Though, I do think we talked briefly about a TSV without the sequences field and with a single Newick string in the tree column (one consensus tree, with nodes identified by sequence_id) as a simplified format. There would be no nesting required, but you'll need the accompanying Rearrangement data to get the sequence info at the Node level.

eharkins · 2020-06-25T23:29:26Z

@bcorrie yes, we use JSON in Olmsted; e.g.

bcorrie · 2020-06-26T15:23:19Z

OK - we are looking at loading clone data into the iReceptor repositories so they are searchable via the ADC API (see #422) - so loading JSON/YAML it is...

So one related question. This would imply that we are assuming (hoping?) that most software tools that produce clones would support this format as a data interchange format?

eharkins · 2020-06-28T20:50:32Z

I'm not sure if this helps/answers but the most common (the only for now) pipeline that includes Olmsted also includes a python utility to read clone info in the format it is produced (by the clone inference tools) and shape it into the Olmsted schema in JSON format.

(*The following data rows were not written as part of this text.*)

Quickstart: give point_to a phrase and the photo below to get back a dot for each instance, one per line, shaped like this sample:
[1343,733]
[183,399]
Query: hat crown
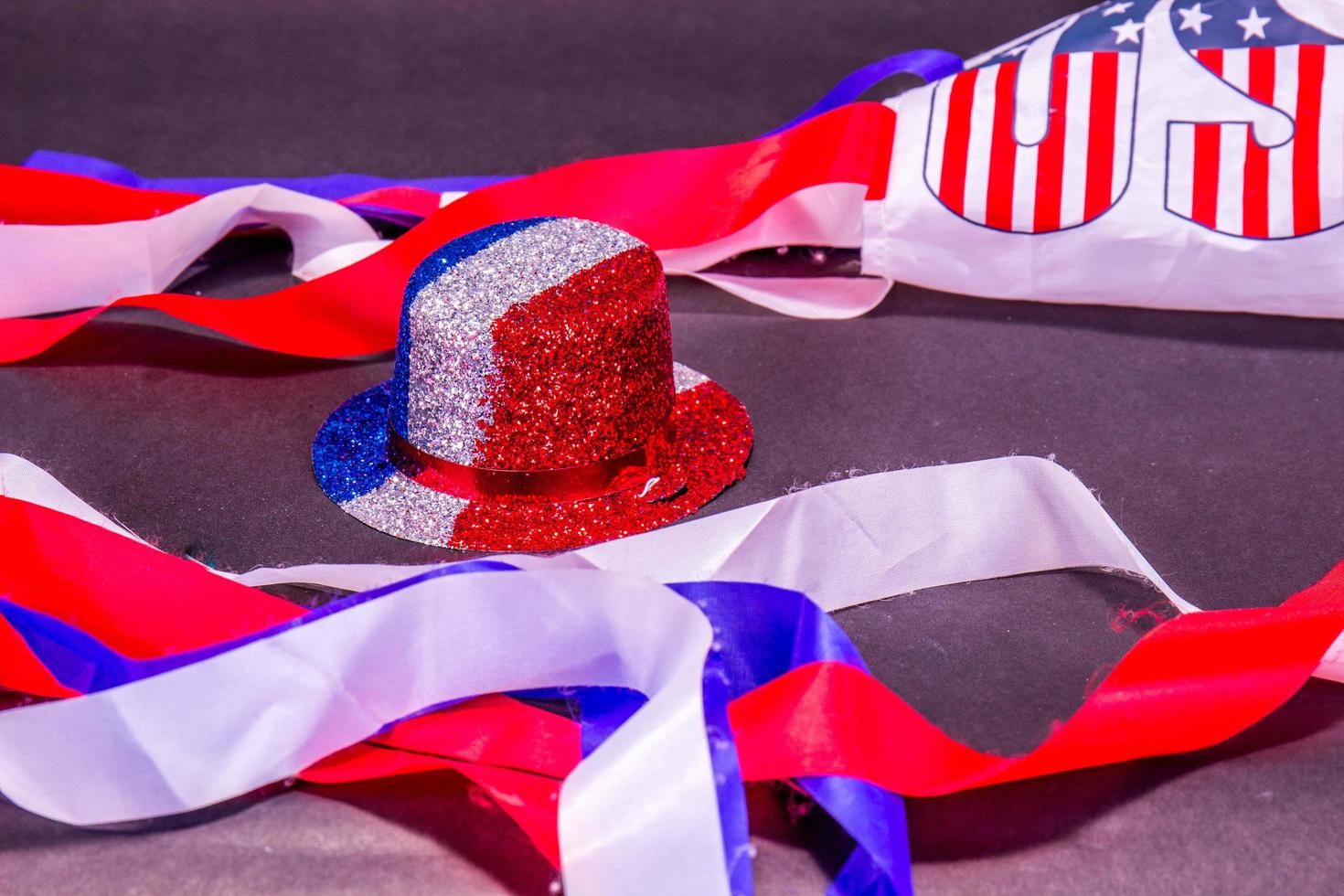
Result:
[534,344]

scharch · 2020-06-29T13:40:15Z

When I eventually get around to implementing this in SONAR, it will produce the AIRR-compatible YAML file, yes.

bcorrie · 2020-06-29T17:02:22Z

So one related question. This would imply that we are assuming (hoping?) that most software tools that produce clones would support this format as a data interchange format?

I guess another way of asking this question is, what are the most widely used Clone (in the sense of the AIRR Clone data model) generating software tools? Since we don't support clones yet, I am far from being an expert on this.

For rearrangements we support loading AIRR TSV, IMGT VQuest, igblast (through its AIRR TSV output), and MiXCR.

If we only support AIRR JSON Clone files, that in the short term will be very limiting I think. What other tools should I be considering from a data loading perspective?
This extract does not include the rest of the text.